W ułamku sekundy Luke zbladł, a ja prawie spadłem z krzesła. 

-Morvelli'm? 

-No tak...To silny ród i przyda nam się z nimi pokój. Choć bardzo za sobą nie przepadamy.

-Nie dopowiedzenie stulecia. Nienawiść wielopokoleniowa to jest to. Plus jego syn wciąż jest wściekły za tą walkę -powiedziałem z błyskami w oczach. -Ale jak chcesz. Colin, zastąp mnieeee...

-Przez tydzień będziesz sobie sam robił papierkową robotę - odpowiedział. 

-Dobra - mruknąłem.-Potrzebuję broń, wszystko co wiemy o tamtejszych Nekromantach, może jeszcze kogoś oprócz mnie z ich umiejętnościami...

-Weź Nex'a - odezwał się wreszcie Luke. Spojrzałem na niego z lekkim uśmiechem.

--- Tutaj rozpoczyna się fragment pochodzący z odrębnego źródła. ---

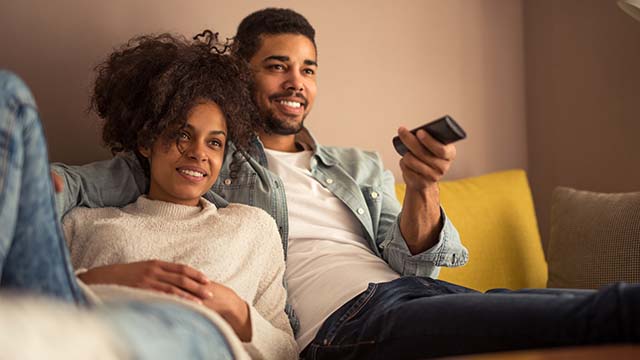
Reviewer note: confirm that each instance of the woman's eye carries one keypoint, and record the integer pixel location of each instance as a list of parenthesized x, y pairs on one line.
[(215, 143)]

-To będzie ciekawe. Amoxtil zostajesz by Colin nie wysiadł mi tu. Evry i tak cię biorę bo mnie bawisz...

-Chętnie będę ci towarzyszyć -wymruczał Seth z drapieżnym uśmiechem i pożądaniem w oczach.

-Wolałbym jednak gdybyś został - warknął Luke. Otworzyłem zdziwiony usta.

-Synu masz głupi uśmiech na twarzy -mruknął mój ojciec.

-Bo ON jest o mnie zazdrosny -powiedziałem wciąż oszołomiony, ale z uśmiechem na ustach.

Złotooki fuknął i wyszedł z sali. Wstałem szybko by za nim pójść, ale powstrzymała mnie dłoń ojca na ramieniu.

-Porozmawiam z nim, ty się zajmij wreszcie spotkaniem.

-Serio? Chcesz z nim pogadać?-

-Tak.

-Nie zabij go ani nie okalecz -powiedziałem mrużąc na niego oczy, gdy wyszedł spojrzałem po zebranych. -Seth zachowaj swoją chcice bo powoli czuję się jakbyś wyobrażał sobie nas w czasie dzikich seksów.

-Trafiłeś -mruknął z lubieżnym uśmiechem.

-Lucyferze...Dość! Mam poważne zamiary co do Luke'a. -powiedziałem z powagą, a po chwili zacząłem spotkanie.
Zapowiedziałem swoją nieobecność i po długiej rozmowie zgodziłem się by Seth wraz z Evry'm i Nex'em mi towarzyszył.